Stem cells are immature cells that have the ability to become any kind of tissue in the body. Hair grows from follicles and new follicle cells are born from stem cells that exist in a small bulge on the side of the hair follicle. Studies have shown that nerve cells can be grown from hair follicle stem cells, (Proceedings of the National Academy of Science).
Now researchers from the University of Pennsylvania who have already suggested that these stem cells might be a way of treating baldness, and Dr Yasuyuki Amoh and colleagues from the University of California, San Diego, have shown that the same stem cells could potentially be used to treat neurological conditions.
They found that the follicle stem cells from the whiskers of mice expressed a substance called nestin, a known signal to tell cells to develop into neurons.

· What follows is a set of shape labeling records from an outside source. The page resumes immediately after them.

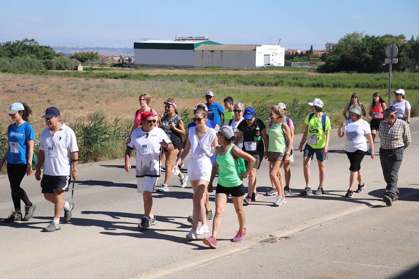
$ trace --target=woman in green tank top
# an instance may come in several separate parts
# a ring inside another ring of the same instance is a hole
[[[279,206],[287,202],[281,167],[284,163],[290,161],[293,138],[291,129],[284,120],[284,111],[282,108],[276,105],[271,106],[269,117],[272,122],[268,132],[269,176],[272,187],[276,188],[278,191],[278,196],[274,205]]]
[[[217,151],[215,154],[215,161],[212,166],[208,186],[208,192],[212,192],[212,182],[219,168],[218,184],[215,190],[215,214],[212,223],[212,235],[204,238],[203,241],[204,244],[212,248],[217,248],[217,237],[221,224],[221,219],[227,200],[230,195],[239,223],[239,229],[233,241],[241,242],[247,236],[244,228],[246,215],[243,210],[243,202],[246,192],[242,179],[248,176],[256,161],[253,156],[231,143],[235,137],[231,127],[223,126],[220,128],[217,135],[218,143],[221,145],[215,148]],[[249,162],[246,169],[243,160]]]

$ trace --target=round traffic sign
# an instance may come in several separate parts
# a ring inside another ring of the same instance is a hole
[[[385,54],[385,56],[387,56],[388,58],[394,58],[397,55],[398,52],[397,47],[396,45],[392,44],[391,45],[388,45],[385,48],[384,53]]]

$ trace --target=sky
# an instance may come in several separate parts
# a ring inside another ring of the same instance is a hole
[[[2,1],[0,42],[133,47],[150,39],[207,36],[223,44],[322,49],[347,33],[419,36],[418,0],[351,1]]]

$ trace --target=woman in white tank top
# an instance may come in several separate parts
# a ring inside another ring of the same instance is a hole
[[[191,127],[188,132],[188,139],[185,149],[178,159],[173,169],[177,171],[178,165],[191,149],[192,154],[188,163],[188,176],[194,189],[194,211],[192,228],[186,237],[197,239],[197,235],[207,233],[210,228],[207,224],[204,203],[207,200],[207,187],[211,179],[212,164],[211,157],[214,154],[214,146],[218,145],[217,132],[207,126],[207,112],[202,109],[195,111],[193,120],[196,127]],[[201,219],[202,225],[198,229]]]

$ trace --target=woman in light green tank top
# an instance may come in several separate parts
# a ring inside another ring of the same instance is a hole
[[[212,235],[204,238],[204,243],[212,248],[217,248],[217,237],[221,224],[221,219],[229,196],[231,195],[233,204],[237,213],[239,229],[233,238],[235,242],[241,242],[247,235],[244,228],[246,215],[243,210],[243,198],[245,193],[242,178],[246,178],[254,165],[256,159],[251,155],[238,148],[232,141],[235,139],[233,128],[223,126],[217,133],[218,143],[216,148],[215,161],[212,166],[211,179],[208,186],[208,192],[212,192],[212,182],[220,169],[218,184],[215,190],[215,213],[212,224]],[[249,162],[244,169],[243,160]]]
[[[269,117],[272,121],[268,132],[269,176],[272,188],[276,188],[278,191],[278,196],[274,204],[279,205],[287,202],[281,168],[285,163],[290,161],[293,138],[291,129],[284,120],[282,108],[276,105],[271,106]]]

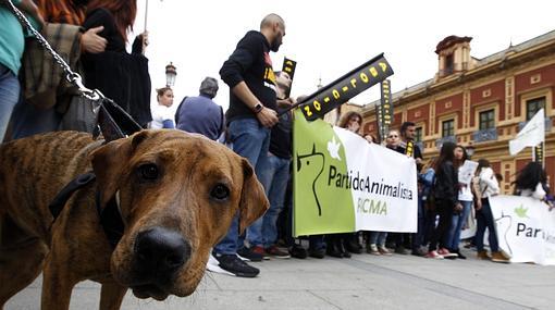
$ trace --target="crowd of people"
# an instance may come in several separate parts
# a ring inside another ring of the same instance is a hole
[[[465,259],[459,249],[460,235],[470,214],[476,214],[477,220],[473,238],[477,257],[495,262],[508,260],[498,249],[495,235],[488,198],[499,194],[499,185],[486,160],[479,161],[474,177],[461,182],[458,171],[468,160],[464,146],[445,142],[439,158],[424,163],[415,144],[414,123],[405,122],[399,129],[388,131],[382,142],[374,133],[361,133],[362,115],[357,112],[346,113],[337,125],[363,136],[370,144],[380,144],[414,158],[419,189],[417,232],[313,235],[307,236],[308,249],[293,237],[293,113],[289,108],[303,99],[287,98],[292,84],[289,75],[273,71],[270,52],[279,50],[285,36],[285,22],[281,16],[267,15],[260,29],[246,33],[223,63],[220,77],[231,90],[225,113],[213,101],[219,89],[218,79],[206,77],[199,95],[185,97],[173,114],[170,107],[174,97],[170,87],[157,89],[158,106],[150,110],[150,77],[145,57],[148,34],[135,38],[131,53],[125,50],[127,33],[135,21],[136,0],[13,2],[42,29],[47,39],[61,40],[58,46],[69,50],[70,63],[83,74],[87,87],[99,89],[113,99],[139,125],[176,128],[220,140],[255,168],[271,207],[245,232],[239,232],[238,214],[234,218],[226,236],[213,248],[215,265],[209,264],[209,270],[254,277],[259,269],[249,261],[292,256],[298,259],[322,259],[325,255],[350,258],[365,251],[374,256],[407,255],[408,249],[411,255],[431,259]],[[55,65],[45,52],[24,48],[28,33],[4,3],[0,4],[0,138],[10,140],[65,129],[60,124],[76,97],[74,87],[60,77],[42,80]],[[61,39],[54,38],[59,32],[65,34]],[[44,65],[32,67],[33,58],[40,58]],[[24,70],[20,70],[22,65]],[[17,78],[21,72],[24,76]],[[38,107],[35,102],[39,101],[46,103]],[[547,184],[545,171],[535,162],[529,163],[514,182],[517,195],[543,200],[550,193]],[[490,255],[483,245],[486,230]]]

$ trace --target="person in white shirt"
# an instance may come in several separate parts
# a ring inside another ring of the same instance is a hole
[[[152,109],[152,122],[150,128],[175,128],[173,111],[170,109],[173,104],[173,90],[170,87],[162,87],[156,90],[158,92],[158,106]]]
[[[478,184],[480,187],[482,206],[477,203],[476,207],[476,249],[478,250],[478,259],[492,260],[494,262],[508,262],[508,259],[499,251],[497,243],[497,234],[495,232],[495,220],[493,219],[492,209],[490,207],[489,198],[499,194],[499,184],[495,177],[490,161],[481,159],[478,161],[477,168]],[[489,243],[492,256],[483,249],[483,237],[485,228],[490,233]]]

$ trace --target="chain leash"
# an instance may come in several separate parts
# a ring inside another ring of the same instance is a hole
[[[25,15],[13,4],[12,0],[4,0],[4,2],[8,4],[8,7],[12,10],[12,12],[15,14],[17,20],[29,30],[33,36],[38,40],[38,42],[52,55],[55,63],[60,65],[63,69],[63,72],[65,74],[65,78],[73,85],[75,85],[78,90],[85,96],[87,99],[90,100],[100,100],[103,99],[104,96],[100,90],[95,89],[91,90],[83,84],[83,78],[81,75],[70,67],[70,65],[63,60],[61,55],[59,55],[50,46],[50,44],[40,35],[34,27],[30,25],[29,21]]]

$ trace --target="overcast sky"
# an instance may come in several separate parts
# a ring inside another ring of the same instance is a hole
[[[145,28],[146,0],[138,0],[135,33]],[[175,104],[198,95],[205,76],[220,78],[222,63],[247,30],[278,13],[286,36],[271,53],[275,71],[283,58],[297,61],[292,96],[311,94],[319,78],[334,80],[384,52],[395,74],[393,91],[432,78],[435,46],[451,35],[472,37],[470,54],[482,59],[555,29],[555,1],[183,1],[149,0],[147,29],[152,91],[165,85],[165,65],[177,67]],[[373,87],[351,101],[379,99]],[[156,97],[152,97],[153,101]],[[229,106],[229,88],[220,80],[214,99]]]

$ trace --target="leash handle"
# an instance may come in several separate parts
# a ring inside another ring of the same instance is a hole
[[[48,51],[48,53],[50,53],[50,55],[52,55],[52,58],[54,59],[54,62],[63,69],[63,72],[65,73],[65,79],[67,79],[67,82],[75,85],[78,88],[78,90],[83,94],[83,96],[85,96],[87,99],[100,100],[100,99],[104,98],[102,92],[100,92],[98,89],[91,90],[91,89],[85,87],[81,75],[78,73],[74,72],[70,67],[70,65],[63,60],[63,58],[52,49],[52,47],[45,39],[45,37],[42,37],[42,35],[40,35],[39,32],[37,32],[37,29],[35,29],[33,27],[29,20],[27,20],[27,17],[25,17],[25,14],[23,14],[20,11],[20,9],[17,9],[13,4],[12,0],[4,0],[4,2],[8,3],[9,9],[13,12],[13,14],[15,14],[15,17],[17,17],[17,20],[20,20],[20,22],[25,26],[25,28],[27,28],[27,30],[30,34],[33,34],[33,36],[38,40],[38,42],[42,46],[42,48],[45,48]]]

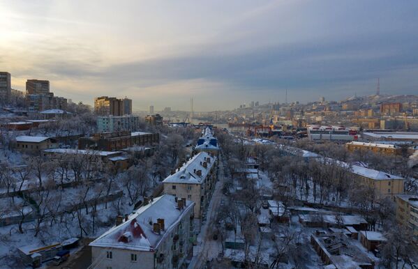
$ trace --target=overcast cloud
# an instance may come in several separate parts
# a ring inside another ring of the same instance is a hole
[[[195,110],[418,93],[416,1],[1,1],[0,70]]]

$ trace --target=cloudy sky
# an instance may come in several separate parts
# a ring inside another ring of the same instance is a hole
[[[418,94],[418,1],[0,0],[0,70],[92,104],[232,109]]]

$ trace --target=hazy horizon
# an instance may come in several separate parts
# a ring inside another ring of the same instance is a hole
[[[0,71],[91,105],[232,109],[418,93],[418,2],[0,0]]]

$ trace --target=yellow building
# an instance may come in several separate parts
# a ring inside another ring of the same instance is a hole
[[[400,146],[385,144],[352,141],[345,144],[345,148],[347,148],[350,152],[354,152],[356,151],[371,151],[375,153],[382,153],[385,155],[402,154],[402,148]]]
[[[418,242],[418,196],[396,195],[396,222],[410,229],[413,240]]]

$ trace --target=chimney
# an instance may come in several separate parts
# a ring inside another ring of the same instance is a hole
[[[157,223],[160,224],[160,229],[164,231],[164,228],[165,228],[164,225],[164,219],[157,219]]]
[[[161,233],[160,224],[158,222],[154,223],[153,225],[153,230],[154,230],[154,233],[160,234]]]
[[[149,199],[148,197],[144,197],[144,206],[147,206],[148,203],[149,203]]]
[[[177,208],[180,210],[183,209],[183,200],[177,200]]]
[[[116,216],[116,226],[121,224],[122,222],[124,222],[124,217],[121,216],[120,215]]]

They also found that when the follicle stem cells were transplanted under the skin of the mice they developed into mature nerve cells and were able to grow into skin cells, smooth muscle cells and pigment-producing cells called melanocytes.
The results, said the researchers, suggests that hair follicle stem cells may provide an accessible source of stem cells for therapeutic application.

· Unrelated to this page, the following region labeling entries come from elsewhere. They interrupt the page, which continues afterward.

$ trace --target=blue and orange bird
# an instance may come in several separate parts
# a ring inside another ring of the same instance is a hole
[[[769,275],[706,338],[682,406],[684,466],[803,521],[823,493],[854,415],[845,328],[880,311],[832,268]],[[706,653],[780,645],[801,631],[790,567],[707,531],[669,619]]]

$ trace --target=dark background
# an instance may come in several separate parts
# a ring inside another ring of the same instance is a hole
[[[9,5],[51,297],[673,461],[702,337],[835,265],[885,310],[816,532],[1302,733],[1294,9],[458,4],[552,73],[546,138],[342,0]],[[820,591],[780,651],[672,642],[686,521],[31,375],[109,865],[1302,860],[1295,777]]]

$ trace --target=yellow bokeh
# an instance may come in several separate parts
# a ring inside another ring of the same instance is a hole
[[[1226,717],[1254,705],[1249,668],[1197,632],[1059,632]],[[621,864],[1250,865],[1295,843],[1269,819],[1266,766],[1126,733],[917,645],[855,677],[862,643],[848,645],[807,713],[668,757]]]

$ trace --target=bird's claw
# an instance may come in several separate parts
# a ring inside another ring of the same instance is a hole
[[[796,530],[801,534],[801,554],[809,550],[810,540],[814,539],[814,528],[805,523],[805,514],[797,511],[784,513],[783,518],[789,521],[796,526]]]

Dr Robin Lovell-Badge, head of the division of developmental genetics at the Medical Research Council's National Institute for Medical Research, says this is definitely a source of cells that needs to be explored in the search to find the best source of cells possible, and it is important to compare the quality of hair follicle stem cells with stem cells derived from other sources. The easy accessibility of follicle stem cells was an added bonus.